What the the 2 categories of Corporate Retirement Plans

A

Defined Benefit and Defined Contribution. Both require an annual contribution except for profit-sharing plans.

19
Q

Defined Benefit Plan

A

A defined benefit plan promises a specific benefit at retirement that is determined by a formula involving typical retirement age, years of service and compensation level achieved. Amount of contribution is determined by plan’s trust agreement. May be used by firms to favor older employees.

20
Q

Defined contribution Plan

A

Easier to administer. Current contribution amount is specified by the plan’s trust agreement and individual employee accounts created. Benefit paid at retirement is unknown. Tend to favor younger employees as there is more time for money to grow. Two types:
Money purchase plans. Employer contributes a specified fraction of the employee’s compensation up to an indexed maximum.
Profit-sharing plans: Do not require a fixed contribution formula and allow contributions to be skipped of low profits.

21
Q

Roth 401K

A

No income limitations like a Roth IRA

22
Q

SEP

A

Simplified Employee Pension Plans. Qualified individual plans that offer self-employed persons and small businesses easy-to-administor pension plans. SEPTs allow employers to contribute money to SEP IRAs that their employees set up to receive employee contributions.

23
Q

SIMPLEs

A

Savings incentive match plans for employees. Retirement plans for businesses with fewer than 100 employees that have no other retirement plan in place. Employee makes pretax contributions up to annual contribution limit. Employer makes matching contributions. Includes catch up for employees over 50.

24
Q

Keogh Plans

A

Retirement plans for self-employed.

25
Q

When must distributions begin under a qualified corporate retirement plan?

A

April 1st of the later of…
The first year after the calendar year in which the employee reaches 70 1/2 or the first year after the calendar year in which the employee retires from employment with the employer maintaining the plan.

26
Q

What types of employees are eligible for Tax-sheltered Annuities?

A
TSAs.  403 (B) plans. 
-public education institutions
-tax-exempt organizations (501(c)(3)
-religious organizations
TSAs are funded by elective employee deferrals which is excluded from the employee's gross income and earnings accumulate tax free until distribution.
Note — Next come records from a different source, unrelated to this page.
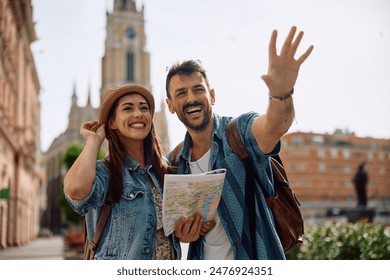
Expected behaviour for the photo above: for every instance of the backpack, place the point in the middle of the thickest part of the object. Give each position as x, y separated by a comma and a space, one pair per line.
284, 205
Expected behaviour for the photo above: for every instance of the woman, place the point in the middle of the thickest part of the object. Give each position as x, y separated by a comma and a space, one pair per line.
132, 174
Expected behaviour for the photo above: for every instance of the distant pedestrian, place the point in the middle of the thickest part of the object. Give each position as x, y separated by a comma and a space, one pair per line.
360, 180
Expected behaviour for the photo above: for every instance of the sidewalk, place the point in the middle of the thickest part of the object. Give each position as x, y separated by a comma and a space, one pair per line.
48, 248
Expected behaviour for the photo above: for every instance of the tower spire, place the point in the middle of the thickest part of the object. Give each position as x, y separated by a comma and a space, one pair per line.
89, 95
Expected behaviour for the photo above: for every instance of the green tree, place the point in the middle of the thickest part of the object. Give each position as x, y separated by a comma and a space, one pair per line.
69, 157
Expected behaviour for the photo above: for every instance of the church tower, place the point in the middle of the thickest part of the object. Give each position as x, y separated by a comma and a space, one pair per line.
126, 59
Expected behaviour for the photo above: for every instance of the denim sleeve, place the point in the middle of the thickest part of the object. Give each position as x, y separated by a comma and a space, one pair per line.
98, 192
244, 125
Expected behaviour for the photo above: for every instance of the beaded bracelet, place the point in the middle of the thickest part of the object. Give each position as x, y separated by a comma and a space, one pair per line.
282, 98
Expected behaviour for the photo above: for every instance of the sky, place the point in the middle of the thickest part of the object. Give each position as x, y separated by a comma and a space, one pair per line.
344, 84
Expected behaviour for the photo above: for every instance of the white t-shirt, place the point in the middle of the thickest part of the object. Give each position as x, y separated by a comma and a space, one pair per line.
215, 243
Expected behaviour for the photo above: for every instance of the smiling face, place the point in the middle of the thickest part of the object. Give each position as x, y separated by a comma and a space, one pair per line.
132, 119
191, 99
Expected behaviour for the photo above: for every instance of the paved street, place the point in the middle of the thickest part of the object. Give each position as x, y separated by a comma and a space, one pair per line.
48, 248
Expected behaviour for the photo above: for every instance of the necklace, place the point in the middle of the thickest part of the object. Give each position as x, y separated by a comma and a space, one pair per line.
201, 165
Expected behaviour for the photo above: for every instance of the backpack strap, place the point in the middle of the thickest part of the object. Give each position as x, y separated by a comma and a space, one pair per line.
175, 152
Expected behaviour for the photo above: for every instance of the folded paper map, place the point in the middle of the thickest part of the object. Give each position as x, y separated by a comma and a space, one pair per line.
185, 195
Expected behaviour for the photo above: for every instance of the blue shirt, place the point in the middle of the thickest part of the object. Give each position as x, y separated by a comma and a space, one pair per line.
130, 231
232, 205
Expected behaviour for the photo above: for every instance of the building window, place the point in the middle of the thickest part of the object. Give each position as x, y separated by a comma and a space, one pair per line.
297, 140
130, 67
321, 153
347, 168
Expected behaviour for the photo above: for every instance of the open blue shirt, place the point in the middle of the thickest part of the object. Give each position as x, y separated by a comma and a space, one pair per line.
232, 205
130, 231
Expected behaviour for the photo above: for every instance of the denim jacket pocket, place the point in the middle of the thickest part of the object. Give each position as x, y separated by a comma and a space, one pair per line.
132, 200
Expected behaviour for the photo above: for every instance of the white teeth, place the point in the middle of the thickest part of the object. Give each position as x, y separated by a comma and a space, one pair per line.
137, 125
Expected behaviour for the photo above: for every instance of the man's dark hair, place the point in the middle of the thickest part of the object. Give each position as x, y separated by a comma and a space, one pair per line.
185, 68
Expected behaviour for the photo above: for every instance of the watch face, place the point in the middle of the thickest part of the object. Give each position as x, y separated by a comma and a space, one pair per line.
130, 33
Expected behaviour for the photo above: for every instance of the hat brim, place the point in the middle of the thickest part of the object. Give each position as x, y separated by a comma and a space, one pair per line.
114, 94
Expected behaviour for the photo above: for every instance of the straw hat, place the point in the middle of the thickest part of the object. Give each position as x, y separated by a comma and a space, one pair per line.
113, 94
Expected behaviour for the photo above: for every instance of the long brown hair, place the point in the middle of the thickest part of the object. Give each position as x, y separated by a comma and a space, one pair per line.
116, 157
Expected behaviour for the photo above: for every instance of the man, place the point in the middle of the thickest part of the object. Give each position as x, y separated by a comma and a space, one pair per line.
205, 148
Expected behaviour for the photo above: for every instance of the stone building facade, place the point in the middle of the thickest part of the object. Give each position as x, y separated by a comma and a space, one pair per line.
21, 172
125, 60
320, 168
A 403(b) plan is a qualified retirement plan; contributions to the plan are made before taxes and the growth of the contract is tax-deferred. Any distribution from a 403(b) plan is fully taxable to the participant at the ordinary income tax rate.

27
Q

ERISA

A

Employee Retirement Income Security Act was established to prevent abuse and misuse of pension funds. ERISA guidelines apply to private-sector retirement plans and certain union plans - not public plans like those for gov’t workers. Provisions include:
Participation - all employees over 21 and who have performed one year of full time service are covered.
Funding: Funds must be segregated from other corporate assets
Vesting: Defines when money contributed becomes employees money. ERISA limits how long the vesting schedule can last.
Communcation: Plan documentation must be in writing and employees given annual statements
Nondiscrimination
Beneficiaries: Must be named to receive an employee’s benefits at death.

28
Q

Wrap account

A

Wrap accounts are accounts for which firms provide a group of services, such as asset allocation, portfolio management, executions, and administration, for a single fee. Wrap accounts are generally investment advisory accounts.